Contrastive Representation Learning — A Comprehensive Guide (part 2, scoring representations)

Shairoz Sohail
9 min readDec 31, 2021

What’s in a name?

In the last section, we did several things:

  • Provided a definition and background for contrastive representation learning
  • Set up a dataset for a contrastive learning task
  • Modified a model’s architecture to produce embeddings instead of classifications
  • Wrote a trainer for the model using a variety of different contrastive loss functions
  • Visualized the resulting features in 2-dimensions using PCA

For this section we will take a deeper dive into what kind of feature spaces are being learned through contrastive learning and how to evaluate the quality of these features. We will do this by understanding the structure in the features (using distances, clustering, and correlation methods) and comparing that with what we expect given the semantic content of the images. Let’s get started!

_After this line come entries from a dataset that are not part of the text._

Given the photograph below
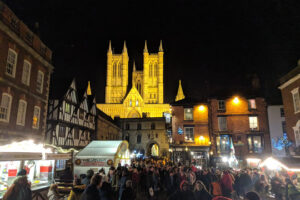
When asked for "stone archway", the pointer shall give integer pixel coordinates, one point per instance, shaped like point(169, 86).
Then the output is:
point(134, 114)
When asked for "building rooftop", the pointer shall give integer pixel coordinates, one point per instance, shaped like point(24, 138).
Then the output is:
point(8, 17)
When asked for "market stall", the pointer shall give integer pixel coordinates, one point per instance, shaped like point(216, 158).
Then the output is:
point(101, 154)
point(287, 164)
point(39, 163)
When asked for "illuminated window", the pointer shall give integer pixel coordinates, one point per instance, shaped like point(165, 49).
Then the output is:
point(296, 100)
point(5, 107)
point(138, 139)
point(76, 133)
point(253, 123)
point(36, 117)
point(21, 112)
point(152, 126)
point(189, 134)
point(188, 114)
point(222, 122)
point(62, 131)
point(283, 127)
point(26, 72)
point(11, 63)
point(255, 143)
point(40, 81)
point(67, 108)
point(223, 144)
point(281, 112)
point(114, 69)
point(252, 104)
point(221, 105)
point(119, 69)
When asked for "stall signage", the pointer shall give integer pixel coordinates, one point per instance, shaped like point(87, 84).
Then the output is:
point(94, 162)
point(8, 156)
point(54, 156)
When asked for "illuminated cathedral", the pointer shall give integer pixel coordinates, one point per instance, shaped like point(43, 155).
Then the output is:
point(145, 97)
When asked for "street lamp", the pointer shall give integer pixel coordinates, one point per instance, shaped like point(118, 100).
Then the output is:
point(236, 100)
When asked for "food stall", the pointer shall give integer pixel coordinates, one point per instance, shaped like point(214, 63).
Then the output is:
point(101, 154)
point(38, 162)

What Makes a Good Feature Space?

We cannot reach a state we haven’t defined yet, so first let’s think about what we’re looking for when we create features from images. Here’s a few “positive” attributes of a feature space that we will state first and then elaborate on:

1) Semantically similar images are close together (i.e Distance(cat, kitten) ~ 0)

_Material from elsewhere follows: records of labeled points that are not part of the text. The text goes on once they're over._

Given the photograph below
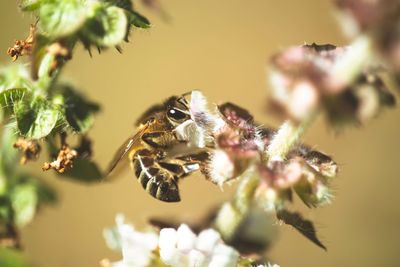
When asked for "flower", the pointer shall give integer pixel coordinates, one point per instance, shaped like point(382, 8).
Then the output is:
point(181, 248)
point(136, 247)
point(338, 80)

2) Semantically different images are far apart (i.e Distance(cat, ballon) >> 0)

3) Features are decorrelated (also known as whitened)

4) Semantic classes are linearly separable (i.e we can use a hyperplane to separate the embedded points for cat images and ballon images)

These are simply basic requirements and most “good” models will have feature spaces that follow each of these to some degree. There are also a set of more “advanced” properties that feature spaces can have that are generally deemed positive but usually only attainable through specific training protocols and architectures.

5) Smoothness (i.e a point between the embedding for cat and balloon might be the embedding for a cat holding a balloon)

6) Sampling ability (i.e we can sample a vector from the space near a known embedded point and decode it into a semantically similar image)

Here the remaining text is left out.